Иларион положил трубку на крышку стиральной машины, взялся обеими руками за штаны, но передумал и все-таки полез под душ, тем более что вода все равно лилась и уже успела из едва теплой превратиться в горячую. Когда он, умытый, свежий и лохматый после душа, вернулся в комнату, Нина уже не спала. Она улыбнулась ему, придерживая у подбородка одеяло, и Илариону почудился в этой улыбке оттенок робости.
— Привет, — сказал он. — У тебя странное выражение лица. Это спросонья или что-то не так?
— Забудь, — сказала она. — Поговорим об этом, когда ты вернешься. Если захочешь, конечно.
— Конечно захочу, — усмехнулся Забродов. — Когда такому старому валенку, как я, выпадает такой шанс, надо быть полным кретином, чтобы добровольно от него отказаться.
— Цинизм — оружие слабых, — сказала Нина.
— Это афоризм, — с важным видом заявил Иларион. — Есть еще один афоризм. Правда, грубоватый. С бабой спорить — себя не уважать.
— Казарма, — поморщилась Нина. — Хотя суть схвачена верно. А кому ты звонил?
— Звонил? — Иларион сделал большие глаза. — Из ванной?
«Ну вот, пожалуйста, — подумал он. — За первой ночью — первый допрос. Все-таки женщины — странные существа. Так им все и расскажи…»
— У тебя телефон в руке, — сказала Нина. — Странные существа женщины, правда? Все им надо знать, везде они суют свой любопытный нос…
Иларион вздрогнул. «Ну и ну, — подумал он. — С каких это пор в нашем учебном центре стали готовить телепатов? Все-таки я здорово отстал от жизни…»
— Я звонил приятелю, — сказал он, чтобы закрыть тему. — Не хотел тебя будить. Кофе хочешь?
— Хочу. Ты ведь звонил насчет чемодана? Иларион резко обернулся, стоя в дверях.
— Я же все-таки офицер, — виновато сказала Нина. — Сначала я думала, что чемодан просто похож, а потом, когда ты на лестнице так потешно притворялся, что тебе не тяжело… Свинцовая оболочка, плюс масса заряда, итого — тридцать кило чистого веса.

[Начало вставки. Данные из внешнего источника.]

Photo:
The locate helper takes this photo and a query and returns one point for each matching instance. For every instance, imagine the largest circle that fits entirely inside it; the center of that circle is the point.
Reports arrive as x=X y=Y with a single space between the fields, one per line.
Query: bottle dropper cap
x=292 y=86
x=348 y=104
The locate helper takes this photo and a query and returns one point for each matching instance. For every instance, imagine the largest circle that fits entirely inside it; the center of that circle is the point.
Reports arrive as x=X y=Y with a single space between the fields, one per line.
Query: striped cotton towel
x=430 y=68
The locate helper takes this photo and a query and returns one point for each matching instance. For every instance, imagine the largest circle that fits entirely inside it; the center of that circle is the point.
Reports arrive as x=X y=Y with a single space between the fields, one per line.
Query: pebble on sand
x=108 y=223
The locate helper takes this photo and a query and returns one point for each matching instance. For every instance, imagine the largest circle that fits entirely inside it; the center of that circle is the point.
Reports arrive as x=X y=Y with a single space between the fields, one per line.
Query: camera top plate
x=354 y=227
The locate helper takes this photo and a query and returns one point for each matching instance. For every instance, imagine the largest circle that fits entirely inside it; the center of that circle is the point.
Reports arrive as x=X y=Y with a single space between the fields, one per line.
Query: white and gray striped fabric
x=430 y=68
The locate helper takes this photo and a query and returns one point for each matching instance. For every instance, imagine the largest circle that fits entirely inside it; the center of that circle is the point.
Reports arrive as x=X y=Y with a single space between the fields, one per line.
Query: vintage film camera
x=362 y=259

Не слишком удобная вещица для того, чтобы носить ее одной рукой.
— Елки-палки, — сказал Иларион. — Значит, ты меня сразу расколола… Зачем же ты осталась? Надеюсь, не из-за острых ощущений? Знаешь, когда-нибудь ты сможешь выгодно продать мемуары. «Секс на ядерном заряде» или что-нибудь в том же духе.
— Я осталась, потому что мне этого хотелось, — твердо ответила Нина. И хватит молоть чепуху. Дадут мне когда-нибудь кофе или нет?
Сварить кофе Иларион не успел, потому что в дверь позвонили. «Оперативно, — подумал он. — Ну, еще бы! Федотов наверняка боится, как бы я не начал крутить ручечки и дергать за провод очки.»
— Ты лежи, — сказал он, заглянув в комнату по дороге к двери. — Это быстро. Заберут и уедут. О'кей?